Wie ist Hochschulpolitik organisiert? Was ist ein AStA und was eine Fachschaft?

„Hochschulpolitik“ ist eine Vokabel, die sicher vielen Studierenden ein Begriff ist, aber dennoch für viel Verwirrung und Rätsel sorgt. In der Hochschulpolitik wird sich mit verschiedenen Themen auseinander gesetzt. Dies können Sachen sein wie die Hochschulstrukturreform oder die Einführung der Studiengebühren. Oftmals geht es aber um den Alltag an der jeweiligen Uni und Entscheidungen, die das Studium direkt oder indirekt betreffen.

Die Gremien der Hochschulpolitik lassen sich dabei in zwei große Gruppen gliedern: studentische Selbstverwaltung und studentische Mitbestimmung.

studentische Selbstverwaltung

Alle Studentinnen und Studenten einer Hochschule bilden zusammen die Verfasste Studierendenschaft. Um die Verfasste Studierendenschaft zu organisieren, gibt es verschiedene Vertretungen.

Allgemeiner Studierendenausschuss (AStA)

Der AStA vertritt die Interessen aller Studierenden einer Uni. So ist der AStA beispielsweise für das Semesterticket, den Hochschulsport und Beratung sowie Unterstützung zuständig. Zuständig für die verschiedenen Themen sind jeweils spezifische Referate. Neben den „Servicereferaten“ gibt es oft auch autonome Referate wie das LGBTI-Referat oder Referate für Menschen mit Behinderung/chronischer Erkrankung.

Studierendenparlament (SP)

Das Studierendenparlament wird von den Studierenden gewählt und ist das höchste Gremium der Studierendenschaft. Hier werden der AStA-Vorstand und die Referate gewählt und es wird darüber entschieden, was mit den Beiträgen passiert. Die Sitzungen sind dabei öffentlich.

Fachschaften und Fachschaftsräte

Fachschaft bezeichnet eigentlich nur die Studierenden eines Faches, also alle Studierenden der Psychologie an einer Universität.
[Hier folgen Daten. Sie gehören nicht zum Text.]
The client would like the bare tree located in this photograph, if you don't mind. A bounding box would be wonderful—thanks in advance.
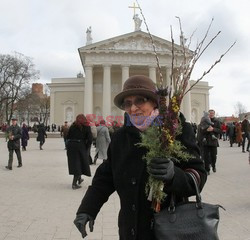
[234,102,247,116]
[0,52,39,123]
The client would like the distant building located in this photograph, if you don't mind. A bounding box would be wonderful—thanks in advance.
[48,30,211,124]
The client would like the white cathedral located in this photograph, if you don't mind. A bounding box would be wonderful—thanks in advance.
[48,20,211,125]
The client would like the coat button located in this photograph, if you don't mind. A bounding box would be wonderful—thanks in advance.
[132,204,136,211]
[131,178,136,185]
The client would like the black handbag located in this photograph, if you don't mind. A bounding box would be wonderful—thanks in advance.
[154,173,225,240]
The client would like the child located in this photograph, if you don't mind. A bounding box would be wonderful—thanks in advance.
[200,111,217,143]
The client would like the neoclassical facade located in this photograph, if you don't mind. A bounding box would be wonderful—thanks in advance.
[48,30,211,124]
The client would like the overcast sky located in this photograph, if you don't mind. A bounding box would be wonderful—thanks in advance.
[0,0,250,116]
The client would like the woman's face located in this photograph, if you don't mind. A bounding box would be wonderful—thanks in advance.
[123,95,156,117]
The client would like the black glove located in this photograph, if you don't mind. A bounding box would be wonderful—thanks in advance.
[148,158,174,183]
[74,213,95,238]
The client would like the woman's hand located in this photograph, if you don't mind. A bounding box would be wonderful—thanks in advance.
[148,158,174,183]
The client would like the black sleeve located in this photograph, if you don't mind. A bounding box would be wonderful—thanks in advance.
[164,122,207,197]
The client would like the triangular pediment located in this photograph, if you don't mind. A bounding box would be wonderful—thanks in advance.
[79,31,179,54]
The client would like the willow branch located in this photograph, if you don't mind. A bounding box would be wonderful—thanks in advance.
[184,41,236,95]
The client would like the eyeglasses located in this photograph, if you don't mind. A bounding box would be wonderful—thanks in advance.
[121,97,148,110]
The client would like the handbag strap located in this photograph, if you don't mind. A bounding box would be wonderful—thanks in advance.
[168,172,202,212]
[187,172,202,208]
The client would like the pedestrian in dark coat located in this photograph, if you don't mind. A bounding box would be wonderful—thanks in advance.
[241,115,250,152]
[5,117,23,170]
[74,76,207,240]
[202,109,222,174]
[21,123,30,151]
[36,123,47,150]
[67,114,92,189]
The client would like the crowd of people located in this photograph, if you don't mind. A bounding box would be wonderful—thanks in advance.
[0,75,250,240]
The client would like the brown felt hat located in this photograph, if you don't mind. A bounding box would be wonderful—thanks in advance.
[114,75,158,109]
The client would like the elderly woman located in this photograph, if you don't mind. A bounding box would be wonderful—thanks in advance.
[94,120,110,164]
[74,75,207,240]
[66,114,92,190]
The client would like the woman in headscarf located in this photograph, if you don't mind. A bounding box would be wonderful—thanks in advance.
[67,114,92,189]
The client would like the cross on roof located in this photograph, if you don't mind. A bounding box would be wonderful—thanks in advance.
[128,3,139,15]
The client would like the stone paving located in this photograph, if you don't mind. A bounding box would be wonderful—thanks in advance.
[0,138,250,240]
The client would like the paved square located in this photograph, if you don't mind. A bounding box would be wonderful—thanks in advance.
[0,138,250,240]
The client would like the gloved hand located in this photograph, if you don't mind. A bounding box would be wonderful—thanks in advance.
[148,158,174,182]
[74,213,95,238]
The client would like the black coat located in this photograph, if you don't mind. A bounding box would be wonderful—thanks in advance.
[201,118,222,147]
[36,125,47,143]
[21,127,30,147]
[77,115,207,240]
[66,124,92,176]
[7,125,22,150]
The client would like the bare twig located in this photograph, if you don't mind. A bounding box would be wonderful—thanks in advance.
[184,41,236,95]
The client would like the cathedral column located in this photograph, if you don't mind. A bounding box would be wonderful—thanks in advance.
[122,65,129,88]
[149,66,156,83]
[50,89,55,124]
[182,81,191,122]
[166,67,171,86]
[84,65,93,115]
[102,65,111,119]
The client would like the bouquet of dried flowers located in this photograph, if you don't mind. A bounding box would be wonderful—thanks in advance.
[136,0,235,212]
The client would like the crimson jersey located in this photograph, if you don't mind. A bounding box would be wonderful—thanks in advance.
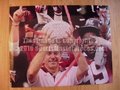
[80,47,112,84]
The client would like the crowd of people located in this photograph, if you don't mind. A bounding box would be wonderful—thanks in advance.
[10,5,112,87]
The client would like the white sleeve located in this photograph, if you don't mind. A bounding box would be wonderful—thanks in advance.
[68,66,80,85]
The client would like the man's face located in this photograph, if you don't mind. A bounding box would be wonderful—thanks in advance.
[82,32,96,58]
[44,51,61,69]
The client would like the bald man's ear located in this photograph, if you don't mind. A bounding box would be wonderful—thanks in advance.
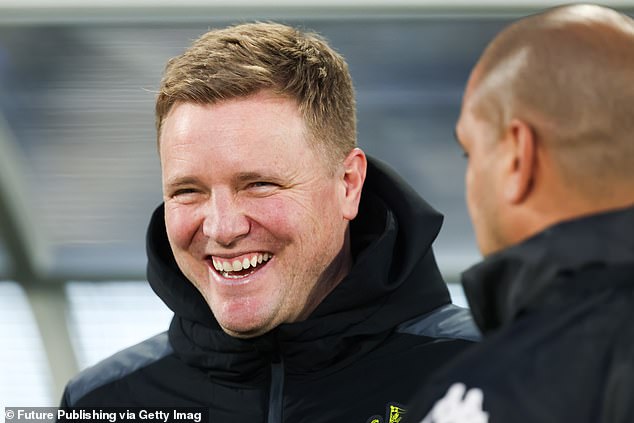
[504,119,537,204]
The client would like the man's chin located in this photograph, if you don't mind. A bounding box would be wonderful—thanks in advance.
[218,322,273,339]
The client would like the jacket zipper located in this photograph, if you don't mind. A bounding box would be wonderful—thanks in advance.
[266,353,284,423]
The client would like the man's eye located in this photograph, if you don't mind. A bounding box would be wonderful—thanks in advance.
[249,181,276,188]
[172,188,196,197]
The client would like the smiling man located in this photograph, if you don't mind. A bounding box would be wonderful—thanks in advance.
[408,5,634,423]
[63,24,477,423]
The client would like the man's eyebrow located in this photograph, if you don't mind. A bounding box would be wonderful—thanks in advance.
[165,176,200,187]
[235,172,279,182]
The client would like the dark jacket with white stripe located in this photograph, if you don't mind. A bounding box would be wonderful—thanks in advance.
[62,161,478,423]
[407,207,634,423]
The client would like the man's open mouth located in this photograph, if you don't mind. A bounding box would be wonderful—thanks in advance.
[210,253,273,279]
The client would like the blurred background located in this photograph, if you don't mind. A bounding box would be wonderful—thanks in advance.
[0,0,634,408]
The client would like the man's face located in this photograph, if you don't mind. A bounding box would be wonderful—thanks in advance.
[160,92,350,337]
[456,84,507,256]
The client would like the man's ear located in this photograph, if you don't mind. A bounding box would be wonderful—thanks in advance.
[504,119,537,204]
[341,148,368,220]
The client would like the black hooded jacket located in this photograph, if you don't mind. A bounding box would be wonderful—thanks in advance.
[62,161,478,423]
[407,208,634,423]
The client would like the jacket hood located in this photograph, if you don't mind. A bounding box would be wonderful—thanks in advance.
[462,207,634,333]
[147,159,450,377]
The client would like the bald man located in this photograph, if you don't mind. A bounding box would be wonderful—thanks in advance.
[407,5,634,423]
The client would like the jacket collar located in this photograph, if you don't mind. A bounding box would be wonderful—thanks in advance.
[462,207,634,333]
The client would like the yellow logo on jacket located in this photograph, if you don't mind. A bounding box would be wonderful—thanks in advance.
[367,403,406,423]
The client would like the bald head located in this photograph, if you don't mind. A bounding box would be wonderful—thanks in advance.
[465,5,634,202]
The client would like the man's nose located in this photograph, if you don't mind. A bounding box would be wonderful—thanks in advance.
[203,192,251,247]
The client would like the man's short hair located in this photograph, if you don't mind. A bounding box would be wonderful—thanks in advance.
[466,5,634,195]
[156,23,356,168]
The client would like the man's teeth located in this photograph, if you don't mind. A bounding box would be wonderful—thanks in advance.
[213,253,273,272]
Die offiziell gewählte Vertretung wird Fachschaftsrat genannt. Die Mitglieder des Fachschaftsrates werden von den Studierenden gewählt. Die Fachschaft ist Ansprechpartner, wenn es um Probleme oder Veränderungen im Fach gibt, beispielsweise mit der Anerkennung von Prüfungsleistungen oder mit Dozierenden. Es gibt allerdings einige Unterschiede. An kleineren Hochschulen gibt es teilweise keine Fachschaftsräte. Stattdessen übernehmen hier Fachschaftsinitiativen die Arbeit der Fachschaftsräte. In Bayern wurden 1970 die verfassten Studierendenschaften und damit auch die Fachschaftsräte abgeschafft. Hier finden sich Studierende oft zu Fachschaftsinstitaiven oder Unabhängigen Fachschaften zusammen.

VertreterInnen aller Fachschaften im Bereich Psychologie treffen sich regelmäßig auf der PsyFaKo (Psychologie-Fachschaften-Konferenz). Dabei handelt es sich um eine Interessensvertretung aller psychologischen Fachschaften Deutschlands. Seit Juni 2005 treffen sich die Fachschaften einmal pro Semester für ein Wochenende an unterschiedlichen Orten in Deutschland.

 

Darüber hinaus besteht die Möglichkeit der studentischen Mitbestimmung in verschiedenen Bereichen wie dem Senat oder den Fakultätsräten. Auch in Berufungs- und Studiengangskommissionen sitzen studentische VertreterInnen.